Max started to protest, to say that what Berlin had ordered would be a crime, but then he stopped and reminded himself that the extinction of a rare species of horse—compared to all the terrible crimes against humanity that Captain Grenzmann and his men had already committed in this part of Ukraine—might not count for very much in the eyes of anyone who wasn’t a zoologist or, like Max himself, someone who just loved Przewalski’s horses for themselves.

“A couple of specimens are to be shipped to Berlin,” continued Grenzmann, “so that Reich Marshal Göring can hunt them on his estate at Carinhall. He’s quite a collector himself, you know. But the rest of the Przewalski’s horses are to be rounded up and shot here without further delay.”

“Sir, it’s not their fault that they’re almost extinct. It’s ours. Mankind’s. If it wasn’t for us, there would still be substantial numbers of these horses in existence.”

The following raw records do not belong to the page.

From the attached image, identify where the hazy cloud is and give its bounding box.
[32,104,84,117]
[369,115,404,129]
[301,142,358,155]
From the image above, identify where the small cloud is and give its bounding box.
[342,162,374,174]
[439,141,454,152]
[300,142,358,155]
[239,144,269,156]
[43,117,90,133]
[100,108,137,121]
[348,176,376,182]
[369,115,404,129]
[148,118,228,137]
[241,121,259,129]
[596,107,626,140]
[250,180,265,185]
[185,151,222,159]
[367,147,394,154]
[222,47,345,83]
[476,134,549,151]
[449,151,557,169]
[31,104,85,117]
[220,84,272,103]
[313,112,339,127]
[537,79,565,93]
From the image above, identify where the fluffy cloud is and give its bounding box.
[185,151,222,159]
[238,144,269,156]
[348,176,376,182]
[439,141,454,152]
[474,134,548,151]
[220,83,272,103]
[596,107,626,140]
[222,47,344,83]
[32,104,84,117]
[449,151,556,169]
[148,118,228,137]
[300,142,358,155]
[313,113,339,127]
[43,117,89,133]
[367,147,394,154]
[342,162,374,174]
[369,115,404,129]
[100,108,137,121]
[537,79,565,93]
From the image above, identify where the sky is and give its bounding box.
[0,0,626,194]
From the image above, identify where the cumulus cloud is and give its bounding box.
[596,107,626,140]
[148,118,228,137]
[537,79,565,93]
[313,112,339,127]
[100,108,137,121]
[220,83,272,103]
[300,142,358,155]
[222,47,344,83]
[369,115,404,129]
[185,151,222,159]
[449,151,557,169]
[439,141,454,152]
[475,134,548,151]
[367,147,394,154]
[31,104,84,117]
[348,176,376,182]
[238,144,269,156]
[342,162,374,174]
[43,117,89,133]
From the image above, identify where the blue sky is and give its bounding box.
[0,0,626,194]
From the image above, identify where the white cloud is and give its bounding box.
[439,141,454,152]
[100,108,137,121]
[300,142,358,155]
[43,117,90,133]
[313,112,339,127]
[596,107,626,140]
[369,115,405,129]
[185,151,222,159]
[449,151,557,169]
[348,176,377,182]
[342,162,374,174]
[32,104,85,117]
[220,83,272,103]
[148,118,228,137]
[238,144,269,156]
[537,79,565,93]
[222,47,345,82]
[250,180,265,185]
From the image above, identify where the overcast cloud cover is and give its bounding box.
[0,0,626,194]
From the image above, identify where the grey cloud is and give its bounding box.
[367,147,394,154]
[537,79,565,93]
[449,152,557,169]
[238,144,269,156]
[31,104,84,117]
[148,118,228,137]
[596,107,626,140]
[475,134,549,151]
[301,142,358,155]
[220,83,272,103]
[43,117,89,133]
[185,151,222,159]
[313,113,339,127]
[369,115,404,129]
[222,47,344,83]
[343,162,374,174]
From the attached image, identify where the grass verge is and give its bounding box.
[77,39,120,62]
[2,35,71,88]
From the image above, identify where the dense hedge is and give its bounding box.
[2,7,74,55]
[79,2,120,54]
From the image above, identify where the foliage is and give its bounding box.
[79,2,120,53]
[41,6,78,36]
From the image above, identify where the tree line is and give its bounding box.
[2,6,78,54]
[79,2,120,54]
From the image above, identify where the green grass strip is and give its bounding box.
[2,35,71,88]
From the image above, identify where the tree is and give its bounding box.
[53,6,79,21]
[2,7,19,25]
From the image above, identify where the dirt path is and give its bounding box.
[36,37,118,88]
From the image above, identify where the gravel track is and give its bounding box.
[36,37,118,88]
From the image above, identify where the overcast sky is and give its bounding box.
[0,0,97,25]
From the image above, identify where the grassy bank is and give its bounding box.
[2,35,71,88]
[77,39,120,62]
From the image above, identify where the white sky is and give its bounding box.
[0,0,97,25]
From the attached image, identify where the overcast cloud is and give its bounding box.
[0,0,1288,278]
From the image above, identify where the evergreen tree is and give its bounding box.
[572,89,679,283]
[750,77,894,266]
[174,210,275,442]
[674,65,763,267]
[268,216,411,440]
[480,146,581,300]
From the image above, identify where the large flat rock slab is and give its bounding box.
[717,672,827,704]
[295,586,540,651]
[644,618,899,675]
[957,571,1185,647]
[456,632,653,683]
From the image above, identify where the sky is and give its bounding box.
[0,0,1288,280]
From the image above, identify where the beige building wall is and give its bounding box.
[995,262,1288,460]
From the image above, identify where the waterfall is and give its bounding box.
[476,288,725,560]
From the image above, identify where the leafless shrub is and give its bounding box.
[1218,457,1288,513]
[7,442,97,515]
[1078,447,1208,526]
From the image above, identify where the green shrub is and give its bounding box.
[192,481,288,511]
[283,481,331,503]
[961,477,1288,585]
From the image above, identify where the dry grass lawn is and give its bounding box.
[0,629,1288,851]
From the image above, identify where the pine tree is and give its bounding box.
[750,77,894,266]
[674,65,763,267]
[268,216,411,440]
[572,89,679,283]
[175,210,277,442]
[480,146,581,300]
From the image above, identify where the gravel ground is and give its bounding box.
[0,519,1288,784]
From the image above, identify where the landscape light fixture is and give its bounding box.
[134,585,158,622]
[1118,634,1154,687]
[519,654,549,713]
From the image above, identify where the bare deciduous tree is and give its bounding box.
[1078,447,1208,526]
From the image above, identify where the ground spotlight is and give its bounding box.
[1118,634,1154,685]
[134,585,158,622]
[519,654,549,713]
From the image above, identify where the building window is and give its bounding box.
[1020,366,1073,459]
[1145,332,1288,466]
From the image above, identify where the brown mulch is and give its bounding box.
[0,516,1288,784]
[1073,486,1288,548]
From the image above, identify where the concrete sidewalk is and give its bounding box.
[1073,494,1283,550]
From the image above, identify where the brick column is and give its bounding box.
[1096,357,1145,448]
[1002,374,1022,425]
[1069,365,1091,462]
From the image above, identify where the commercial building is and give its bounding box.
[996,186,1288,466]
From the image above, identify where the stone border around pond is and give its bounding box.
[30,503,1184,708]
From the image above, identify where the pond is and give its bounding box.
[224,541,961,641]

“Look, there’s no point in arguing about this, Max. The decision has already been made. Tomorrow we start the process of eradication.”

The captain rode off.





MAX SPENT ALMOST THE whole night awake, wondering what to do. He sat in front of his fire, smoked several pipes and stared into the flames, asking himself what the baron would have done if he had been there. As a German aristocrat who was used to being obeyed, the baron would probably have reasoned with the captain; possibly he might have persuaded the SS captain that Germany had effectively lost the war and that there was little point in adding yet another terrible crime to his country’s already ignominious account. The captain might have listened, too; the baron was a very persuasive man. But Max was not the baron, and try as he might to think of something, he finally concluded that really there was nothing he could do. Nothing that would have worked anyway.